After Statistics Canada released its consumer price index (CPI) report on Tuesday, showing annual inflation dropped 2.8 per cent with figures appearing softer than expected for a second consecutive month, economists believe the Bank of Canada is on route to cutting interest rates, with shelter price dynamics a major factor to be considered.

In an interview with BNN Bloomberg on Tuesday, Dylan Smith, senior economist at Rosenberg Research, says the central bank is “definitely moving in that direction,” referring to the potential for interest rate cuts as inflation continues this downward trend.

“Last month we had headline inflation dipping below three per cent for the first time — and it’s really good to see that trend is continuing on the headline,” Smith said, also mentioning the importance of evaluating shelter and wage data to better understand economic trajectories.

Smith said there’s a “global game” between the U.S. and Canada, regarding which country will cut interest rates first.

“If (BoC) do cut first, that will probably increase import prices in a way they won’t want to see.”

Here’s what other economists have to say about the recent CPI data.

'Look beyond gasoline'

Tu Nguyen, an economist with RSM Canada, believes the inflation measures should open the doors for a June rate cut.

“Groceries inflation fell below the headline number for the first time since 2021,” he said in an email statement sent to BNN Bloomberg.

“When consumers go to the grocery stores these days, they can see prices rise more slowly. Deals and discounts are becoming more common once again. And that makes a positive difference for Canadian households.”

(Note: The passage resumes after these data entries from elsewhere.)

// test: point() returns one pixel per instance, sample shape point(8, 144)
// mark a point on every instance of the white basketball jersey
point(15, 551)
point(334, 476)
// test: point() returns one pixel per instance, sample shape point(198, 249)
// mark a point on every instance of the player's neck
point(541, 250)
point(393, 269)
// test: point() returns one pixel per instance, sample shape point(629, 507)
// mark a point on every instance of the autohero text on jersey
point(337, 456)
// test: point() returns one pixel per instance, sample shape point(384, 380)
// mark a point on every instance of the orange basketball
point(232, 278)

Nguyen added that volatile oil prices deem it necessary to “look beyond gasoline and at the underlying price pressures.”

“Besides shelter, all indicators are pointing to easing price pressures in a cooled economy,” he said in the statement.

“As long as core inflation measures continue to make progress in the upcoming months, Canada will soon see the rate cut cycle begin.”

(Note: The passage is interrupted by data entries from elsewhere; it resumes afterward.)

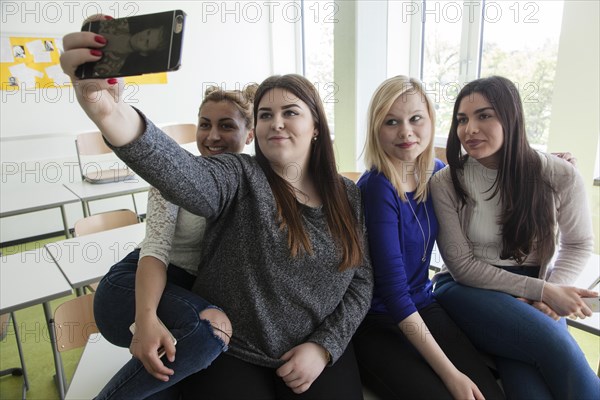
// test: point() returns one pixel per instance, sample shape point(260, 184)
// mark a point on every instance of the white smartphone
point(593, 303)
point(161, 350)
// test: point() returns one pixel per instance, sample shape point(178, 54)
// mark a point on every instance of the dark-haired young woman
point(285, 254)
point(501, 207)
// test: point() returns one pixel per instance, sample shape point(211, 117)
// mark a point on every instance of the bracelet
point(327, 356)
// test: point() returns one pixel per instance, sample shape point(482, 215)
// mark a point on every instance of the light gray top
point(274, 301)
point(173, 235)
point(457, 240)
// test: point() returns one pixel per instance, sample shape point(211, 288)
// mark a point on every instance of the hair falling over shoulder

Pandemic-induced inflation may be 'behind us'

Shannon Terrell, a financial expert and spokesperson for Nerd Wallet Canada, calls the new data a “promising development.”

In an email statement to BNN Bloomberg, Terrell said “the worst of the country’s pandemic-induced inflation may be well and truly behind us,” also saying that it’s too soon to declare the end of inflationary pressures.

"Price growth for groceries continues to decline, while a drop in the cost of cell phone and internet services was one of the primary drivers behind February’s year-over-year decline,” Terrell said in the statement.

'The elephant in the inflationary room'

In response to Statistics Canada CPI data, the Conference Board of Canada released insights on what the figures mean for the Canadian economy.

Despite anticipated rate cuts later this year, senior economist Kiefer Van Mulligen said that the persistence of elevated price growth for services is “the elephant in the inflationary room.”

“Service prices grew by 4.2 per cent in February, whereas goods prices rose by only 1.2 per cent year over year,” Mulligen said in a statement posted on the Conference Board of Canada’s website.

Mulligen added that shelter cost dynamics are “the primary motive force behind this stubbornness.”

“Mortgage interest cost growth is cooling slightly, though its 26.3 per cent gain year over year in February will bring little comfort to concerned consumers,” he said in the release.

Mulligen also mentioned that rent price growth increased by 8.2 per cent over the same time last year, with shelter representing nearly 30 per cent of the consumer basket in Canada.

“As the year unfolds, we will see how willing the Bank of Canada is to look through shelter price dynamics when determining when to trim interest rates.”